If you couldn't tell by now I like looking at my personal growth, I find it really encouraging.SO one year ago I did something that changed my life COMPLETLY! I told my parents (upon being black mailed) that I was still talking the man they told me not to, for many reasons. I confessed to (most of) the stuff we did. This changed things for me, my parents, sisters, and Trey.

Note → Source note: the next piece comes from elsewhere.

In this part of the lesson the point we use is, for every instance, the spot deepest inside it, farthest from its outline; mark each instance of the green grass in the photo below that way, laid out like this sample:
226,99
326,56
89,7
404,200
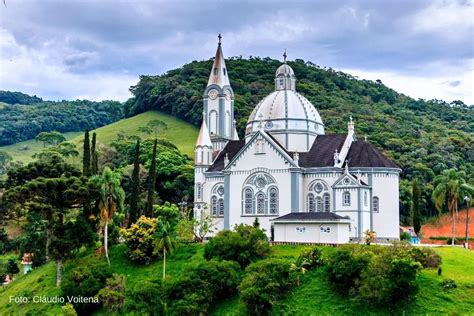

My parents GRACIOUSLY gave me THREE options, as to how I could proceed; I chose to move out. Now before you start in on my parents go back and re-read that sentence.... did you re-read it? Good. Notice that I said Graciously, options, and chose; No? Try again. I said those thing because they didn't have to give me any options, let alone three. They allowed me to make my own decision about my life. Which is like the nicest thing they could of done, considering that I had been SERIOUSLY lying to them for a LONG time. That had a major, huge, ginormous, impact on my relationship with my parents and sisters. For a long time there was a very very strained relationship between me and them. There was ALWAYS love for each other, but interactions were strained. However I am really excited and proud to report that the relationship with my parents and sisters, has become something so very wonderful. I have gotten closer to my little sister (they may be taller than me but they will always be my little sisters), mom and will talk about our life problems like two friends might. Talking with mom used to terrify me (I don't know why) but now I look forward to my conversations with her, and enjoy being in her company. I get giddy when I know I'm going to see them. (LIKE TONIGHT!!!!!!!) Now this may because I hate being alone, but my sisters are great, and are growing up into enchanting young woman! Things that they used to that drive me crazy, (Nathalie I know you will make a comment that its not a far drive) I now cherish. I love my family, ALL of them.
The last year held a lot of tears, but I am very relieved about how everything worked out. As the diamond starts off as a black smelly mess, coal; so did that chapter of my life. However though the pressure, we all came out more like diamonds <> I still have a long way to go, and that excites me.